Unlike in spring, when only gobblers are legal, hunters can shoot hen turkeys in fall. And overly high hen harvests can cause turkey populations to decline, she added.

The commission selected a handful of wildlife management units and varied season lengths in them. In some, fall hunts were two weeks long for a period of a few years, then switched to three weeks for an equal period of time. In other units, hunters were three weeks initially, then switched to two.

What the research found is that “a one-week change in season length does impact the harvest,” Casalena said.
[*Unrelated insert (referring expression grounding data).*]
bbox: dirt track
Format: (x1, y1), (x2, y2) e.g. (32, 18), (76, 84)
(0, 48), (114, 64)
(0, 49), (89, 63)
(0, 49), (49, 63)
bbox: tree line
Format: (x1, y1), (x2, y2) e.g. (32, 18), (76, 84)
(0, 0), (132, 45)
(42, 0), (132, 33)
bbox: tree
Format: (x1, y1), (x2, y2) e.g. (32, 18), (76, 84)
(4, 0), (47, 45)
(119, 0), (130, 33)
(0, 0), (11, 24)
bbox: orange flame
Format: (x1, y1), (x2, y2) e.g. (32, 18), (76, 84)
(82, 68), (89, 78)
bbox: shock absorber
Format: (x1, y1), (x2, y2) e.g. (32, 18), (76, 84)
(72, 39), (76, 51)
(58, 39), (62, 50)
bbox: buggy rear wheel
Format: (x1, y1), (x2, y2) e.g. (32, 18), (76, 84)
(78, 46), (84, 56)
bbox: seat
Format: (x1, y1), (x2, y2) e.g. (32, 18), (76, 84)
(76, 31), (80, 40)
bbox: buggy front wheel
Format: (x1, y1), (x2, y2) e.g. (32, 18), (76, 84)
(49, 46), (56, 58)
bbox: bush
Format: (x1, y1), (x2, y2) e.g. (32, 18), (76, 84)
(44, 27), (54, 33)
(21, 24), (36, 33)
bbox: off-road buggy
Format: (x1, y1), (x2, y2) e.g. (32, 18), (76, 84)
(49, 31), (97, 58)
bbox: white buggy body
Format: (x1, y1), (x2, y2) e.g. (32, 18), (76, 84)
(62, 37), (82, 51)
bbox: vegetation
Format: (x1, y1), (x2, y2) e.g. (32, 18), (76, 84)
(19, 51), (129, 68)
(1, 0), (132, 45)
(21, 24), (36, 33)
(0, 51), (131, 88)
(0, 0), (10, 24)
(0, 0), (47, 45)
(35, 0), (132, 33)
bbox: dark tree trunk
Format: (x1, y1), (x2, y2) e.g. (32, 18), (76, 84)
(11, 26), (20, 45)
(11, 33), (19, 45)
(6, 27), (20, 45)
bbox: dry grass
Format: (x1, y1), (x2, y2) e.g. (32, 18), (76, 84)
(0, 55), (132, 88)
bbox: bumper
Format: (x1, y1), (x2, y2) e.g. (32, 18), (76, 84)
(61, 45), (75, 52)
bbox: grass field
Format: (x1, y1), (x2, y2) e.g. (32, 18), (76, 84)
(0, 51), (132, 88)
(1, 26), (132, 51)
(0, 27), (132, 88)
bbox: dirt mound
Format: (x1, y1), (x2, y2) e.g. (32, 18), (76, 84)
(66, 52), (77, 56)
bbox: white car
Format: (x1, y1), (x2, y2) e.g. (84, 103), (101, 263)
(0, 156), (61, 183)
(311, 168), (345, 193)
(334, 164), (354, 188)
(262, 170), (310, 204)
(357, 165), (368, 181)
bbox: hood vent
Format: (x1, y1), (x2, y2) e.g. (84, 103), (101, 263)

There had been a suspicion, if not long-held belief, in some quarters that hunting pressure declined enough over time that few birds were taken late in the season. But Casalena said a full 18 to 20 percent of the fall harvest occurs in the last week of a three-week fall hunt. That’s significant, she added.

“So we might see some new changes to fall season lengths in the years to come. We want to give as much opportunity to hunters as we can. But we also want to sustain a large, vibrant turkey population on the landscape, too,” she said.

“It’s a lot more fun to hunt turkeys when there are a lot of them.”

* Meanwhile, Pennsylvania’s 2015 elk season concluded Saturday – at least the first part – and 85 of the 116 participating hunters filled their tag. That’s a 73 percent success rate.

According to the Game Commission’s Doty McDowell, information and education supervisor in the northcentral region office, 20 of the 21 hunters allowed to take a bull did so. Sixty-five of the 95 hunters with a cow tag connected.

That success was pretty evenly distributed across all of the elk hunt zones, with three exceptions.

In hunt zone 13, on the extreme southeast corner of the elk range, toward Centre County, only two of five hunters took an elk, both of them bulls. In hunt zone 11, near Clearfield, two of four did.

Where hunters struggled the most, though, was in hunt zone five, in the southwest corner of the elk range, near Penfield. The commission allocated 23 elk licenses there, 20 for cows, three for bulls. But hunters killed just 11, including three bulls and eight cows, one of which was actually a male calf.

Those hunters who didn’t kill an elk have one last chance. The extended elk season runs Nov. 9-14, though all hunting must be done outside of the elk management area. That’s to give them one final opportunity and potentially remove any elk that have wandered where the commission doesn’t want them.